To contribute to the workshop, authors are invited to submit a position paper of up to 4 pages (IEEE format) before the submission deadline.


The program committee will carefully review each position paper. The review will focus not only on the paper's quality but also on its novelty and ability to engender fruitful discussions.


All authors of accepted papers are invited to attend the workshop.

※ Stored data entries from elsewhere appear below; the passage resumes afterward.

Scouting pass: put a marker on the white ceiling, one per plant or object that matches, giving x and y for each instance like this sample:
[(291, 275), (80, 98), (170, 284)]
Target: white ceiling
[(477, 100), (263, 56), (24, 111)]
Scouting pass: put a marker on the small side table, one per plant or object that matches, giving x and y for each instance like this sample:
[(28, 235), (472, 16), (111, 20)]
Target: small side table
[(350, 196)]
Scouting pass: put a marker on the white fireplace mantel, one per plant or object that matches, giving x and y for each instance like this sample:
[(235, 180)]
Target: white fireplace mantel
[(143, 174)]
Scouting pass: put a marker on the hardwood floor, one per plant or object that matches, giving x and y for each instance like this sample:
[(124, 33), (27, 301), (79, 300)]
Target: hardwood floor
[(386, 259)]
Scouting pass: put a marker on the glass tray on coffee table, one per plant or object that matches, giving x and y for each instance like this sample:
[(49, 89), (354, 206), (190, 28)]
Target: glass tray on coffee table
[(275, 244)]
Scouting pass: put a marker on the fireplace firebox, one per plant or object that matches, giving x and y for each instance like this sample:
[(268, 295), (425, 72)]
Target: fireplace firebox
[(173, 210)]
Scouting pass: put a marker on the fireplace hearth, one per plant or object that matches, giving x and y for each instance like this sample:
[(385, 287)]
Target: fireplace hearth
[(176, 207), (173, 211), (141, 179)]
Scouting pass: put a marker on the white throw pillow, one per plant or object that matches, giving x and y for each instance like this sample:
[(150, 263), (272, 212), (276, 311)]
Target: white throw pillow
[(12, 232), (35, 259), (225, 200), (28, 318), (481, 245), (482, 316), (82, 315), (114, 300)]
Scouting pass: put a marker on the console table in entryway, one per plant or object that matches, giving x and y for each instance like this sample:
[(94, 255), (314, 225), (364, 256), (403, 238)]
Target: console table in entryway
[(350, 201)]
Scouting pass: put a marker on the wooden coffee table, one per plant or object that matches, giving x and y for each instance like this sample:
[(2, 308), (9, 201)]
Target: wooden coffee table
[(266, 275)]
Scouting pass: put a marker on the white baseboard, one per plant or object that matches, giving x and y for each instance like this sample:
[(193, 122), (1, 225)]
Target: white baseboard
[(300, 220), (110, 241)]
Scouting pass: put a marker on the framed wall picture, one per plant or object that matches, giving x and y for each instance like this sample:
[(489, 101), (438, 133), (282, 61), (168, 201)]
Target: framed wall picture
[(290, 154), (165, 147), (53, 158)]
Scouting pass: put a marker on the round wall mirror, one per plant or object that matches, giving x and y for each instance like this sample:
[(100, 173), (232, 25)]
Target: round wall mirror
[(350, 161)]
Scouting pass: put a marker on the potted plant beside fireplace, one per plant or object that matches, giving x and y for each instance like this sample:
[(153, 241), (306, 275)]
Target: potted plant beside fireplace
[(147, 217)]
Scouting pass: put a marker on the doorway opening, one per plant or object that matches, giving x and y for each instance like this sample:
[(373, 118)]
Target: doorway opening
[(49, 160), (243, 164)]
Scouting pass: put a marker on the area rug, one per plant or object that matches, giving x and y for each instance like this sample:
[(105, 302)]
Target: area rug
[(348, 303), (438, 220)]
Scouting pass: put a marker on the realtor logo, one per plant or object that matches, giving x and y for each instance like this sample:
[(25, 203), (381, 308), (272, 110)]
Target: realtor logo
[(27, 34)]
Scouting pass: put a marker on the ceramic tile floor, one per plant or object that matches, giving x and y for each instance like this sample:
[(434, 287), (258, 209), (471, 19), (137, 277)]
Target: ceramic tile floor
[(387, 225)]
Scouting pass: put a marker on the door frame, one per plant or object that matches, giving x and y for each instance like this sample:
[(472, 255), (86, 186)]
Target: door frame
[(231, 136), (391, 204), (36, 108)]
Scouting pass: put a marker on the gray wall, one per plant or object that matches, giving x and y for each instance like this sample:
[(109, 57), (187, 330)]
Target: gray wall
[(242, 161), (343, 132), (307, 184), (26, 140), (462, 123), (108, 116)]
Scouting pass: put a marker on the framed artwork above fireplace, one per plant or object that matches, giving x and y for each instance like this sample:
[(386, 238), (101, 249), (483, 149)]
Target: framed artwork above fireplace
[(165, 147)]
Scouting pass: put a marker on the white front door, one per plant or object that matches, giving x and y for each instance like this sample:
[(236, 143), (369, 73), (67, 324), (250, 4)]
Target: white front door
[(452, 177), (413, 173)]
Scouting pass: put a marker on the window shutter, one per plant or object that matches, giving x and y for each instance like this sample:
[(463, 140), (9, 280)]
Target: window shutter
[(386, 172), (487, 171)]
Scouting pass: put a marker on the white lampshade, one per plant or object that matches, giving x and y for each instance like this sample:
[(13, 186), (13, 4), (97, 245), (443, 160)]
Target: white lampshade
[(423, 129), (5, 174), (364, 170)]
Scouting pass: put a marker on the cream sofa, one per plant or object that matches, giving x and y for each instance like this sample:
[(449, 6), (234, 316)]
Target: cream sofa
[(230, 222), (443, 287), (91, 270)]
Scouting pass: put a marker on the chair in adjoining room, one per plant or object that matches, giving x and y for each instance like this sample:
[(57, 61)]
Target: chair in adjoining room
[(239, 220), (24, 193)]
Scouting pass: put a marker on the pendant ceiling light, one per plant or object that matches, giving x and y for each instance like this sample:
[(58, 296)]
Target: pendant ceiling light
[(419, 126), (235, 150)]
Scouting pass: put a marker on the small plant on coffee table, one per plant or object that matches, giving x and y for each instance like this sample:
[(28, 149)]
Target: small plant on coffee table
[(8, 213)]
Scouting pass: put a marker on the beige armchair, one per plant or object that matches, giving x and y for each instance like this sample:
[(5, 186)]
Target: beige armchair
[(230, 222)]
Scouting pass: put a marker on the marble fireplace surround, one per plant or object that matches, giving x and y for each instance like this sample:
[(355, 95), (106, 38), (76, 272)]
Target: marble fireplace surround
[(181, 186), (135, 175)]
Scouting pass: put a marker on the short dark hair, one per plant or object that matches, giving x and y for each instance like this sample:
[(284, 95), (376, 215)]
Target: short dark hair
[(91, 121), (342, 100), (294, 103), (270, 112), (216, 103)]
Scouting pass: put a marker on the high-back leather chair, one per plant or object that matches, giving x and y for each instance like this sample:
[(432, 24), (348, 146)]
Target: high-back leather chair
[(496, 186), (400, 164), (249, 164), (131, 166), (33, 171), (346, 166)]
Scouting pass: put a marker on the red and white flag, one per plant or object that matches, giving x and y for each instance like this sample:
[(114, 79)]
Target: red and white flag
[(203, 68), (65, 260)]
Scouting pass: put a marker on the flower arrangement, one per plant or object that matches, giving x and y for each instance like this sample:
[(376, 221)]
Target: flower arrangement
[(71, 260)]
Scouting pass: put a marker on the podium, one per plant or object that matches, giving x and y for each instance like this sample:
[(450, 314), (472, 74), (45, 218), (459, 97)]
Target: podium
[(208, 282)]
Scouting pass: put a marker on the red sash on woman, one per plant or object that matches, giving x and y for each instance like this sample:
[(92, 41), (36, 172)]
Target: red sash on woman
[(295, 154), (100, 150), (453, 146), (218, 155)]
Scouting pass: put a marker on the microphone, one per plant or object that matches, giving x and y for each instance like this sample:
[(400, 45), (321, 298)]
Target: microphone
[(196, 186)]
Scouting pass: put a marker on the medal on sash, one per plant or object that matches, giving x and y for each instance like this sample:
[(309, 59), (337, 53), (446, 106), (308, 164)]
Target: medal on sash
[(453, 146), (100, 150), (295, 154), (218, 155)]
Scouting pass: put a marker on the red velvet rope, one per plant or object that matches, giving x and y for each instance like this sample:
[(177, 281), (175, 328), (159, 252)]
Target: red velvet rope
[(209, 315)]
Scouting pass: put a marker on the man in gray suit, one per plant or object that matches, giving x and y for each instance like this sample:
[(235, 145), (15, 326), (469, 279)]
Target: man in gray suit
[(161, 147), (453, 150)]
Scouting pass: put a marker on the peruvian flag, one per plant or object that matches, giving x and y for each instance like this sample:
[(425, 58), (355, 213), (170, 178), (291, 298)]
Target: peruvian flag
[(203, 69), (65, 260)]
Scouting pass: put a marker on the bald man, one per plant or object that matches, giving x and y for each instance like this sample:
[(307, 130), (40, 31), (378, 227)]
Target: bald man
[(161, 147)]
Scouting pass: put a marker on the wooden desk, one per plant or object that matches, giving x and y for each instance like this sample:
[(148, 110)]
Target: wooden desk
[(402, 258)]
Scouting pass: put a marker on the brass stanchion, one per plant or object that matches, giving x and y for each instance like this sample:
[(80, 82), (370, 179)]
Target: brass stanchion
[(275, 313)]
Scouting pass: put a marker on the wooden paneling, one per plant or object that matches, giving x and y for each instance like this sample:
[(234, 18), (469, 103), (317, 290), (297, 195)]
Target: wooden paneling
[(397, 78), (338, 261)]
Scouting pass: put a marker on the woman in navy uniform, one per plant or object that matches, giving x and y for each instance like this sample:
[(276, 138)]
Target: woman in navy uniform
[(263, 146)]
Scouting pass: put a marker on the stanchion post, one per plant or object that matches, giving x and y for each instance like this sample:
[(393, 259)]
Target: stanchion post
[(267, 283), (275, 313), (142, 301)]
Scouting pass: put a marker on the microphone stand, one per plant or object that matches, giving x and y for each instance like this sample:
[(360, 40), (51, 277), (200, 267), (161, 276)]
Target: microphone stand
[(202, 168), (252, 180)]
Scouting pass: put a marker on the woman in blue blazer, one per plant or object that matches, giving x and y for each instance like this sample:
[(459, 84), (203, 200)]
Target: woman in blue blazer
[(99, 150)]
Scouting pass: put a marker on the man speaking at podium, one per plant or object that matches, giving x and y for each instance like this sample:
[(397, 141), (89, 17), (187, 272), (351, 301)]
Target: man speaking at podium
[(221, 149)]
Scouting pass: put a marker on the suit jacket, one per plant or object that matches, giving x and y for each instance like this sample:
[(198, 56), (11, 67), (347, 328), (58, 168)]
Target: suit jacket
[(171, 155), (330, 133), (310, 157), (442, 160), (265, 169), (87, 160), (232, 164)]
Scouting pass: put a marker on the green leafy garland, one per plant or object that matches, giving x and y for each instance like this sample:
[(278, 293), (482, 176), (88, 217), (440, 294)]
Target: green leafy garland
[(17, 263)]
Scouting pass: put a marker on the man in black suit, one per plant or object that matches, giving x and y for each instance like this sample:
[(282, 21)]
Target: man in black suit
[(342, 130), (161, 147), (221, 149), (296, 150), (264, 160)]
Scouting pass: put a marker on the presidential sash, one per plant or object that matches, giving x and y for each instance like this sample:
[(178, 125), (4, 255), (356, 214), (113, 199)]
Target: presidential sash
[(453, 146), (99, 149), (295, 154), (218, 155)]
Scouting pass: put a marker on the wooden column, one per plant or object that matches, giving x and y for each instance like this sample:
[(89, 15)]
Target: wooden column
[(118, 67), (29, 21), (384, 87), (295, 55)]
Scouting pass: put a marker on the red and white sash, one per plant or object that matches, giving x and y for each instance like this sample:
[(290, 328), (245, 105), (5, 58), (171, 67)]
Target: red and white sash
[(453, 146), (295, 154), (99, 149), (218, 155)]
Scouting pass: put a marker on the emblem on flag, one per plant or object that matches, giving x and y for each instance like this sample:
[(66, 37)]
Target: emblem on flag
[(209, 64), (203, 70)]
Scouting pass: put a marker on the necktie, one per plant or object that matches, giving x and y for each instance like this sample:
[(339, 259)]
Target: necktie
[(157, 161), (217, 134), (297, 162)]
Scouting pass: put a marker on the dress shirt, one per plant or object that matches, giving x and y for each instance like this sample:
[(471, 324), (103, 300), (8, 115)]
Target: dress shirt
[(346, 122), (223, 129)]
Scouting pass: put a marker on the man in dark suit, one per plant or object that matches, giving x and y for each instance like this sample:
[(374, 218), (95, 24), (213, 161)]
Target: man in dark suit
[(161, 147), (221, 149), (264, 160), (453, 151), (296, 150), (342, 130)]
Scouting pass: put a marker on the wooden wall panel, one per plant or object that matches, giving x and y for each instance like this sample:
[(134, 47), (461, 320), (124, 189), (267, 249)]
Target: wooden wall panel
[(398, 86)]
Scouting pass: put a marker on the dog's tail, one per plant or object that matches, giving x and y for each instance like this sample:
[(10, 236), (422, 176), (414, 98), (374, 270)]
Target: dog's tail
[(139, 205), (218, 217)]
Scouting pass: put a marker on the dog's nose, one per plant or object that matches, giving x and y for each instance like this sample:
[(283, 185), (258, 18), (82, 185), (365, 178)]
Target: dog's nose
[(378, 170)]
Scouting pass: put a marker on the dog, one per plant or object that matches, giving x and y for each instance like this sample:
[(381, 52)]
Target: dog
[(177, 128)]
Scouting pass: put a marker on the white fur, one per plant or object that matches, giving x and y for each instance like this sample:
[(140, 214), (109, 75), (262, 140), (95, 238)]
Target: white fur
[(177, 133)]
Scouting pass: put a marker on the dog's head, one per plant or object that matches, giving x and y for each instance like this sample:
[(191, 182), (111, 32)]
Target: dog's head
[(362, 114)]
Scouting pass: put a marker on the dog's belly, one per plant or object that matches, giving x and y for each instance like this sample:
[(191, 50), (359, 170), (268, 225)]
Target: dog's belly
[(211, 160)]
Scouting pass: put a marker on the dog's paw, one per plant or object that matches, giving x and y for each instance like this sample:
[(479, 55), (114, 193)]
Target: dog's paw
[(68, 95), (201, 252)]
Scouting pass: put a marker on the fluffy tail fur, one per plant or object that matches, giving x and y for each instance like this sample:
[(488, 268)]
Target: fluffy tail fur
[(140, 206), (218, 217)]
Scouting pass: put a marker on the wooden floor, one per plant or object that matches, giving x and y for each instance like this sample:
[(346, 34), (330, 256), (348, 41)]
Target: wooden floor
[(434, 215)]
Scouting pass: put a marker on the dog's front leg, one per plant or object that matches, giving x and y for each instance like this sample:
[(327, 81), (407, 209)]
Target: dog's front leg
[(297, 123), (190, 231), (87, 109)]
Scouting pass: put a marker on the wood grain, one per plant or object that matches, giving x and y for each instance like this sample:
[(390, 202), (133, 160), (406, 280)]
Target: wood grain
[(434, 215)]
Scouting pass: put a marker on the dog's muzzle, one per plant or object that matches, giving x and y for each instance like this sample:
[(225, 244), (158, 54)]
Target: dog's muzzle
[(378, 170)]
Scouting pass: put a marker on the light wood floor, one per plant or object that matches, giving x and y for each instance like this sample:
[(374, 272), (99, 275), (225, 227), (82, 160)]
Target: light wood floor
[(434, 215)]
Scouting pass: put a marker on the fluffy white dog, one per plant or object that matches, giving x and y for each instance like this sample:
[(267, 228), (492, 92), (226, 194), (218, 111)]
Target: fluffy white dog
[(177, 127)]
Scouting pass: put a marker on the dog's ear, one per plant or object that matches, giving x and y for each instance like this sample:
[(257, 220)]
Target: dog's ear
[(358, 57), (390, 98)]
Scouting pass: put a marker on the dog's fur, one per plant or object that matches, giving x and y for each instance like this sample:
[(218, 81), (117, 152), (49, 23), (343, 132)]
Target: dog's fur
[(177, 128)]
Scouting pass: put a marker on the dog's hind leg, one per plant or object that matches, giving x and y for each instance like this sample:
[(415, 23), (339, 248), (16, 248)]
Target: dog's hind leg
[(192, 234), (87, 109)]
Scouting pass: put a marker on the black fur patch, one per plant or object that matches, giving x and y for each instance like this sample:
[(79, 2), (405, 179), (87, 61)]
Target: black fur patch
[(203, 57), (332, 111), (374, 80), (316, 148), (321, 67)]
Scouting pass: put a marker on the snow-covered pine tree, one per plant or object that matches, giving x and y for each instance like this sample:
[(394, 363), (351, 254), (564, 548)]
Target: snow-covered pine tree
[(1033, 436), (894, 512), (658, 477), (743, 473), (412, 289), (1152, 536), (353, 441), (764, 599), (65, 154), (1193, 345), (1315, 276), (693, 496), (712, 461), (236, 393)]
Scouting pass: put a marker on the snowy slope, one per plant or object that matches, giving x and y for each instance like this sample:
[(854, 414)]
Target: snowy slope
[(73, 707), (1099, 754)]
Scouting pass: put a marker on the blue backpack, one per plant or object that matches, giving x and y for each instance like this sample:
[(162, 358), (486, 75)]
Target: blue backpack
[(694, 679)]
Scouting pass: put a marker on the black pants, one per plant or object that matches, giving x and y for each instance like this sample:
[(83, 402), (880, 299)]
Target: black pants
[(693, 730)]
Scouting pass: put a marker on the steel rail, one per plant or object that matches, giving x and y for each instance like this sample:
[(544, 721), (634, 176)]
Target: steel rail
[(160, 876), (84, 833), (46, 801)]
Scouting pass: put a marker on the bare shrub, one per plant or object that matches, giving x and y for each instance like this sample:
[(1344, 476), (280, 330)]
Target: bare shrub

Accepted papers will be published on the open-access eternal publication archive HAL.

Committees

Workshop organizers


Jean-Charles Fabre, LAAS-CNRS, Toulouse, France

Rolf Johansson, SP Technical Research Institute of Sweden

Philippe Quere, Renault TechnoCentre, Paris, France

Mario Trapp, Fraunhofer IESE, Kaiserslautern, Germany


Program committee — Academic members


Felicita Di Giandomenico, CNR Pisa, Italy

Sébastien Faucou, University of Nantes, France

Christof Fetzer, University of Dresden, Germany

Johan Karlson, Chalmers University, Sweden

Philip Koopman, Carnegie Mellon University, USA

Eliane Martins, Unicamp, Brazil

Yiannis Papadopoulos, University of Hull, UK

Matthieu Roy, LAAS-CNRS, France

Juan-Carlos Ruiz, UPV Valencia, Spain

Daniel Schneider, Fraunhofer IESE, Germany


Program committee — Industry members


Lukas Bulwhan, BMW Car IT, Germany

Philippe Cuenot, Continental, France

Olivier Guetta, Renault TCR, France

Mafijul Islam, Volvo Trucks, Sweden

Tilmann Ochs, BMW CarIT, Germany

Markus Schurius, Audi Electronics Venture, Germany

Fredrik Törner, Volvo Car Corporation, Sweden

Regis Valentin, Renault TCR, France


Publication chair


Matthieu Roy, LAAS-CNRS, France

Keynote Speaker: Mathias Westlund (Volvo Car Group)
Systems and functions architect, Autonomous drive

Challenges in Architecture for Self-driving Cars


                          

Mathias holds a doctoral degree in optical communication and a master’s degree in engineering physics, both from Chalmers university of technology. Currently he is with Volvo Cars being responsible for the self-driving cars’ systems and functions architecture. This involves finding innovative structures in order to provide redundancy against failures when not having the driver as a fallback solution. Before joining Volvo in 2014, he was technical leader at EXFO and before that assistant professor at Chalmers University.